BIRMINGHAM, Ala. (WIAT) — Most people believe they’ll never get struck by lightning, but there have been recent reports of that happening not only in Alabama but also nationally.
It’s a concern that leaves many wondering how can someone avoid the risk.
“When thunder roars go indoors,” said Chris Vagasky, Meteorologist and Lightning Data Specialist with the National Lightning Safety Council.
Vagasky says staying indoors is the number one rule to follow when storms strike. It’s also one way some ensure they’re safe.
“Usually, I just take a good nap because usually when it’s lightning or thundering. It’s going to get dark and it’s going to rain,” said Osie Pullum, a Birmingham resident.
When it comes to staying indoors, there are rules that come with doing so.

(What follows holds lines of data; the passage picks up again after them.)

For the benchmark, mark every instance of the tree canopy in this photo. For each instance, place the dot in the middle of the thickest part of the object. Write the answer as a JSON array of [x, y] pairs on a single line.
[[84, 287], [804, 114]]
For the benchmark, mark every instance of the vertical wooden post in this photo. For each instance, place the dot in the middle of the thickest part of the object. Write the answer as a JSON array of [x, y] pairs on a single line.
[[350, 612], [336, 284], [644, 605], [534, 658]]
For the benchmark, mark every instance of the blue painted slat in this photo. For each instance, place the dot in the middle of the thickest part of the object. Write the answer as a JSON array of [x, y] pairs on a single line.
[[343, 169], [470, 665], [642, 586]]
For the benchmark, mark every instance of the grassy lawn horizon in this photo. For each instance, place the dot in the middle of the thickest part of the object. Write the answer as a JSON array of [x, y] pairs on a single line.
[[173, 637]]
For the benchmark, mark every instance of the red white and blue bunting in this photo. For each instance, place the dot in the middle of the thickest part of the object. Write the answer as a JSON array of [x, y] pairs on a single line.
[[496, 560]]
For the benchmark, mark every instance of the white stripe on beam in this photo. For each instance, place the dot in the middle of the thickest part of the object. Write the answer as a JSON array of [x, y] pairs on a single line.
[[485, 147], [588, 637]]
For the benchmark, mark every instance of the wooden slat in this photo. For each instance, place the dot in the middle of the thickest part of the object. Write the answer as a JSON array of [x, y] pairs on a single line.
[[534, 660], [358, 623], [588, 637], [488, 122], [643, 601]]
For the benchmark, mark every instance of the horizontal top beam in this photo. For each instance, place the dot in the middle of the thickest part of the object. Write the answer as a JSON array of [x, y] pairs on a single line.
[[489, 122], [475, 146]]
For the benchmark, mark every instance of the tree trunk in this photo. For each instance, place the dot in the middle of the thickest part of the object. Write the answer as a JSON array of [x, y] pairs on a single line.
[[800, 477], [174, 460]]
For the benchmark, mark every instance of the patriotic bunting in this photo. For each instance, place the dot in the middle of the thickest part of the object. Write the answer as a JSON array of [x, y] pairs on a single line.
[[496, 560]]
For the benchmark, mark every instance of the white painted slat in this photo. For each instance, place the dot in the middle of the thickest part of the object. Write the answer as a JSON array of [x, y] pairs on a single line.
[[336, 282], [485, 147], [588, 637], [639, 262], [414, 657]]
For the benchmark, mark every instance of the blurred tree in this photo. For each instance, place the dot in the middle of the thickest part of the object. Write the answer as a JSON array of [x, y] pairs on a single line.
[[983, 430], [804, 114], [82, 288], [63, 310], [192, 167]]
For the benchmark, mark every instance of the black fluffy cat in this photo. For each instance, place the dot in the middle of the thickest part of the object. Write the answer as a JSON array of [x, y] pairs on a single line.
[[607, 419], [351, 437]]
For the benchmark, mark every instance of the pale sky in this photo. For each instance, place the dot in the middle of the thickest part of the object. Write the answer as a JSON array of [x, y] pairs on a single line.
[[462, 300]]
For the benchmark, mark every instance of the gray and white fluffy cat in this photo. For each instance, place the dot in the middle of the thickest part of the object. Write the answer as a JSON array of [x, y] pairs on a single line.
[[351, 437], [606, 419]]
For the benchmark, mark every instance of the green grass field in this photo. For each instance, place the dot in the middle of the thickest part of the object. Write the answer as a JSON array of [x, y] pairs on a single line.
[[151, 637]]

“You don’t want to necessarily be looking out the window at the storm. If you are standing near a door near a window, electricity can actually jump through that,” Vagasky said.
If you’re caught traveling during a lightning storm being inside a car is actually a safe bet.
“The metal shell of the car actually keeps you safe. The electricity actually travels through the shell and then jumps to the ground,” Vagasky said.
According to the National Lightning Safety Council, there have been eight deaths caused by lightning so far this year. Nationally the yearly average of deaths related to lightning range from 20 to 30.
The most recent death happened in Florence, which took the life of one man who was walking back to work from taking his break in the middle of a storm.
Although the number of lightning strike deaths has declined over the years, the risk is still there, especially throughout the summer months.
“Because it’s summertime you have more thunderstorms more lightning and also over the summer you have more people that are out and about enjoying the outside and when you’re outside and there’s lightning around that’s a recipe for injuries and deaths,” Vagasky said.
Vagasky also debunked a few myths, stating that wearing lightning does not care what a person wears. Wearing rubber shoes will not prevent a person from being struck by lightning.